#include <iostream>
using namespace std;
int
main ()
{
double a = 0.01;
double b = 45.01 - 45;
double c = b;
if (a == c)
cout << "a is 0.01" << '\n';
else
cout << "a is not 0.01" << '\n';
return 0;
}
Running the above code gives the output "a is not 0.01" instead of "a is 0.01". I'm not getting why if-statement is messing up the double values of a and c? Here why and a is not equal to b and c? What should I do to get the desired output of "a is 0.01"?

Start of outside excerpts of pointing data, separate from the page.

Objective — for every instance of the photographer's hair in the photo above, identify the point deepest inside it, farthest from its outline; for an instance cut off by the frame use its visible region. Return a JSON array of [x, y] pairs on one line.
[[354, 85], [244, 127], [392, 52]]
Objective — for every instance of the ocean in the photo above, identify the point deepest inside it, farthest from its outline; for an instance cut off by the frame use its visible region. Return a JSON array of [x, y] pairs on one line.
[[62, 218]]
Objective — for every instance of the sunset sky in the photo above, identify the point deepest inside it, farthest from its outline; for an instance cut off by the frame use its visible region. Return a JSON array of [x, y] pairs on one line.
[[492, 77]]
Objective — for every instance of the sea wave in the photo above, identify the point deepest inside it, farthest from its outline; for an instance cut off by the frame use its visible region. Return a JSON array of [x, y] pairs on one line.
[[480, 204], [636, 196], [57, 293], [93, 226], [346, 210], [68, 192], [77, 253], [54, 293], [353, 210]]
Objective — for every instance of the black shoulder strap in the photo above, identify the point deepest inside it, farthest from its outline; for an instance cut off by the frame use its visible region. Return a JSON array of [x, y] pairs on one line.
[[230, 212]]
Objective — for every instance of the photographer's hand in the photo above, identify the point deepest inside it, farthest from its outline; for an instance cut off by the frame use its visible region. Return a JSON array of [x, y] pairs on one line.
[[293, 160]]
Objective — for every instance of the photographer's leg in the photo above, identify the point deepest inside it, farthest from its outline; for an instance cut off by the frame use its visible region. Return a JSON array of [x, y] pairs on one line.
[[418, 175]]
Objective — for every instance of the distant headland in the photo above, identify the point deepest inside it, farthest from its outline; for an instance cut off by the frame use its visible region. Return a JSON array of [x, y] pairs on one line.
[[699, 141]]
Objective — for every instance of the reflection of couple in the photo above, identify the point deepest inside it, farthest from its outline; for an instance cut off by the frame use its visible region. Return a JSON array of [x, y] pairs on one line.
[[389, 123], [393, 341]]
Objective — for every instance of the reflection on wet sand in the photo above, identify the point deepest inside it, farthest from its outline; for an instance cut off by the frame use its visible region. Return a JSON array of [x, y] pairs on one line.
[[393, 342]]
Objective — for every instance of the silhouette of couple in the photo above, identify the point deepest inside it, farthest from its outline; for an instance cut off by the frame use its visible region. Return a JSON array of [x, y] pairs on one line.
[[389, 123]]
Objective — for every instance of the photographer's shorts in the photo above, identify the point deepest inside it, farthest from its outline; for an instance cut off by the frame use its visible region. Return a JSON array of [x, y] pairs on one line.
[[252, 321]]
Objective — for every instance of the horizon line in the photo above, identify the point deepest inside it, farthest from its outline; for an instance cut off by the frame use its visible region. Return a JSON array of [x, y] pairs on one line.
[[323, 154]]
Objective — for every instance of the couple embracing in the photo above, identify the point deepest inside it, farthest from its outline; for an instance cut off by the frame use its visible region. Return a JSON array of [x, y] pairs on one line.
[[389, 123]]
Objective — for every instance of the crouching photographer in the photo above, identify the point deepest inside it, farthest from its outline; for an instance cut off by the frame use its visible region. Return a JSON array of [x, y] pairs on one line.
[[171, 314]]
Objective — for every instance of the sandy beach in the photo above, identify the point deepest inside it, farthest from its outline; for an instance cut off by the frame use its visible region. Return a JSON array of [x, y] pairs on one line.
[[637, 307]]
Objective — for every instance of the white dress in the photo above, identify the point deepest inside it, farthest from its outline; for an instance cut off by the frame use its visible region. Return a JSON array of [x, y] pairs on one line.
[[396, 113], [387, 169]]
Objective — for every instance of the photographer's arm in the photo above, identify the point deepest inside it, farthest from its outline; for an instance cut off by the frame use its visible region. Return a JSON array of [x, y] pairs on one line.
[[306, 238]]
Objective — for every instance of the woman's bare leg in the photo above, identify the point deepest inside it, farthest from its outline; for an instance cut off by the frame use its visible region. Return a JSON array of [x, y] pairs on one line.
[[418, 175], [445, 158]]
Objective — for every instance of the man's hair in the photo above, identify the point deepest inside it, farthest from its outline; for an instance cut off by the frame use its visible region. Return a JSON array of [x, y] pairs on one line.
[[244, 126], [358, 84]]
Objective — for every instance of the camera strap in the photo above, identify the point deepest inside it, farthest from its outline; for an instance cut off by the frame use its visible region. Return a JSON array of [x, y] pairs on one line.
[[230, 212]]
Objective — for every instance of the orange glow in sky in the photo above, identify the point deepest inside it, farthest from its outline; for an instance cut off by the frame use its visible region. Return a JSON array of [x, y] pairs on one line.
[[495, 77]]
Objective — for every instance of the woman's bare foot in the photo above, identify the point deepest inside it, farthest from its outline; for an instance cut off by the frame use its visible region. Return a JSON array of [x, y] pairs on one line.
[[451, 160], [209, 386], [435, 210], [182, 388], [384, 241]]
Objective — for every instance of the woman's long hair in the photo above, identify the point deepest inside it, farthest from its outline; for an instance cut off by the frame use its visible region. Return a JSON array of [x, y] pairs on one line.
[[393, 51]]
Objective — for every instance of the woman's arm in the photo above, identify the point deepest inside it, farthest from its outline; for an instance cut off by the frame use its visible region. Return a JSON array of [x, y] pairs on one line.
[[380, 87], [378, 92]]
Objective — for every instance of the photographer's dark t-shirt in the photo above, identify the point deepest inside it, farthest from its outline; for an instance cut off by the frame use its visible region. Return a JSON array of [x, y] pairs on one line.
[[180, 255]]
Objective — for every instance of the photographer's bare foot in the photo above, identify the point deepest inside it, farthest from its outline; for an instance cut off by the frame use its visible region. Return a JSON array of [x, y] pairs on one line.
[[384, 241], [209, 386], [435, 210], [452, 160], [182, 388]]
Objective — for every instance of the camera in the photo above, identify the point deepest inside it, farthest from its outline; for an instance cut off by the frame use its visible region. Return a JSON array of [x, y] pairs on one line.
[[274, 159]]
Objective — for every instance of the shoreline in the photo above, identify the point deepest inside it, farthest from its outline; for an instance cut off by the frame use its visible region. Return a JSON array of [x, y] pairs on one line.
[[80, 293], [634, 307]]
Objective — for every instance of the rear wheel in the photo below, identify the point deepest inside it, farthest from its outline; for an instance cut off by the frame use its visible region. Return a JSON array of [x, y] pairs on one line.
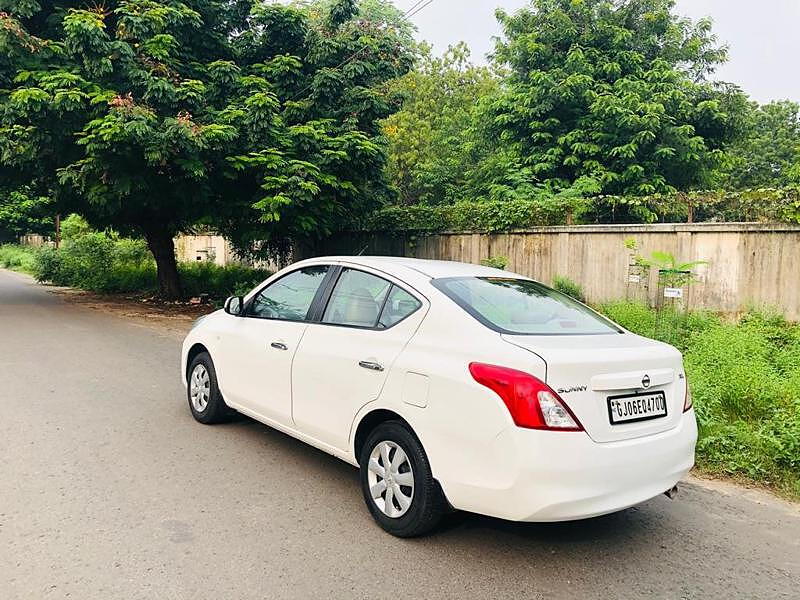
[[397, 482], [205, 399]]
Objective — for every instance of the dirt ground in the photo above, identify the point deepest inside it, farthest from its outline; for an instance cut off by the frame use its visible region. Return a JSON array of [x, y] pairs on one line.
[[175, 317]]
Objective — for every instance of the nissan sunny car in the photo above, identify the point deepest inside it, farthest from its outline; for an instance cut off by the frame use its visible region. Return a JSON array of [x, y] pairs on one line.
[[450, 386]]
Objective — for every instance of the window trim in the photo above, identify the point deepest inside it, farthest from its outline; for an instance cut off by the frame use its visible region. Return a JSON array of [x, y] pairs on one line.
[[439, 285], [329, 294], [321, 290]]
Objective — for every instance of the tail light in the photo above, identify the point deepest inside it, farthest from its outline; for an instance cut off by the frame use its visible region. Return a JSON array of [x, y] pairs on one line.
[[531, 402], [687, 400]]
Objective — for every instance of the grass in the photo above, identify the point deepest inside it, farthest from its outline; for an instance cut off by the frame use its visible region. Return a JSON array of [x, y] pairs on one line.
[[17, 258], [745, 382]]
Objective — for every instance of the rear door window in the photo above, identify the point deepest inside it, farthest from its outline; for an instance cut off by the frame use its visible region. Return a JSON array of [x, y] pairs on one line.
[[357, 300]]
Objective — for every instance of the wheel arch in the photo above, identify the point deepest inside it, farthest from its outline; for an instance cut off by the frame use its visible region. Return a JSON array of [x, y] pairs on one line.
[[370, 421], [196, 348]]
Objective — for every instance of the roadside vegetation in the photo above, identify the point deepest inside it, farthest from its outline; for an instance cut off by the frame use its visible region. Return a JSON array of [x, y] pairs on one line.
[[745, 382], [108, 263], [17, 258]]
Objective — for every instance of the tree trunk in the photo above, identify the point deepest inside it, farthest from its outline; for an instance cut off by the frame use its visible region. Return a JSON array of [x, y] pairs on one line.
[[161, 245]]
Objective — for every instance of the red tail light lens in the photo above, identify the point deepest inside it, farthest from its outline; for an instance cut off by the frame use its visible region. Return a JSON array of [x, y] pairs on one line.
[[687, 401], [531, 402]]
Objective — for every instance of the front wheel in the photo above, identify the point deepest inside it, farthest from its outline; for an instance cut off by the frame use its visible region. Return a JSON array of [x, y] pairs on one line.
[[205, 399], [397, 482]]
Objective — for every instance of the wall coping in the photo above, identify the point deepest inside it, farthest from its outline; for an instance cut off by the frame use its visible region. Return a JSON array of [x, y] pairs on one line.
[[636, 228]]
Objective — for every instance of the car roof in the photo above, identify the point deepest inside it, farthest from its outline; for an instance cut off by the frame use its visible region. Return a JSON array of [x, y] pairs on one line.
[[433, 269]]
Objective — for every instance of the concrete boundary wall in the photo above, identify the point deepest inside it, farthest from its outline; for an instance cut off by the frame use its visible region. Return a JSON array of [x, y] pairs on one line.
[[749, 264]]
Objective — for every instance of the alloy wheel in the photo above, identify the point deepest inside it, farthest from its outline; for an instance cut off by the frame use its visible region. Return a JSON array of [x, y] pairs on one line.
[[200, 388], [391, 479]]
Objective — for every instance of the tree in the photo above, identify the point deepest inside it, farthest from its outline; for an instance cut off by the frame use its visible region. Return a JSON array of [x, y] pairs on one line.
[[22, 211], [769, 154], [434, 142], [150, 117], [610, 96]]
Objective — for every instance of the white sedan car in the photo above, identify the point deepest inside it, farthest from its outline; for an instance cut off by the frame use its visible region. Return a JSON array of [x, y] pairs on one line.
[[451, 386]]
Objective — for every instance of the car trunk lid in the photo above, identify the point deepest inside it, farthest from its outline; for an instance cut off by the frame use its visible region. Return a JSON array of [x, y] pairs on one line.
[[587, 370]]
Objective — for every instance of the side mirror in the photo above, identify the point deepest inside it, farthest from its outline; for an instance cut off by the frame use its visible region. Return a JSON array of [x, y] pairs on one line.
[[234, 306]]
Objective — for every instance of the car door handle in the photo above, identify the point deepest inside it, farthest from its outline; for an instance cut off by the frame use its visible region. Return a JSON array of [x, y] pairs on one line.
[[370, 365]]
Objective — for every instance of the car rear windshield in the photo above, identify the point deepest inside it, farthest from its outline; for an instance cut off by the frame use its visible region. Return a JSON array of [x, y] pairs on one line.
[[523, 307]]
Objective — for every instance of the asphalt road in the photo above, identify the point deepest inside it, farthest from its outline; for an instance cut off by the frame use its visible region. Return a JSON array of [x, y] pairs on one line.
[[109, 489]]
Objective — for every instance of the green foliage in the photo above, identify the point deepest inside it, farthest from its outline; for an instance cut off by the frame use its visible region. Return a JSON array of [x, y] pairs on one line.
[[565, 285], [74, 226], [671, 272], [553, 209], [17, 258], [434, 147], [258, 118], [610, 95], [463, 216], [745, 382], [496, 262], [107, 263], [22, 211], [769, 154]]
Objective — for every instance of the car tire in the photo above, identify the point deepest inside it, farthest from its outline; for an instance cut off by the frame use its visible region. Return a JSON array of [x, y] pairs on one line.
[[414, 509], [202, 392]]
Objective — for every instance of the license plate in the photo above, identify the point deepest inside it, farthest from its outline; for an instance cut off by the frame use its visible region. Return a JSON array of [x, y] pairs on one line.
[[636, 407]]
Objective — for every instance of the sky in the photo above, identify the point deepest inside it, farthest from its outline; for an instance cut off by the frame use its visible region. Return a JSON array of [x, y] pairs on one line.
[[762, 34]]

This is a floating point arithmetic problem.
Running this:
#include <iostream>
using namespace std;
int main () {
double a = 0.01;
double b = 45.01 - 45;
double c = b;
std::cout << a-c << std::endl;
return 0;
}
Will give this output:
1.98973e-015
This is because of the way floating points are represented in C++.
One thing you can do is to round the result by using the round() function (c++11 or newer compiler) or by casting the result to an integer with few modifications.
I prefer the casting option because in certain cases using the round() function will need a bit more modification if the result is negative.
double d = int( (a - c) * 100) / 100;
std::cout << d << std::endl;
Will give the following output:
0
Therefore, this will do the trick:
#include <iostream>
using namespace std;
int main () {
double a = 0.01;
double b = 45.01 - 45;
double c = b;
double d = int( (a - c) * 100) / 100;
if (!d) // equivalent to (d == 0)
std::cout << "a is 0.01" << std::endl;
else
std::cout << "a is not 0.01" << std::endl;
return 0;
}
You can read the followings to get a better understanding of the issue -
What Every Computer Scientist Should Know About Floating-Point Arithmetic
Comparing Floating Point Numbers, 2012 Edition
You can also go over the answers in this question from which I have gotten the recommended articles.
Edit: As Artyer pointed out, this is a way of rounding up the value. If you use this method you need to replace the '100' int:
double d = int( (a - c) * 100) / 100;
with 10^x, where x will be the decimal precision you want to have.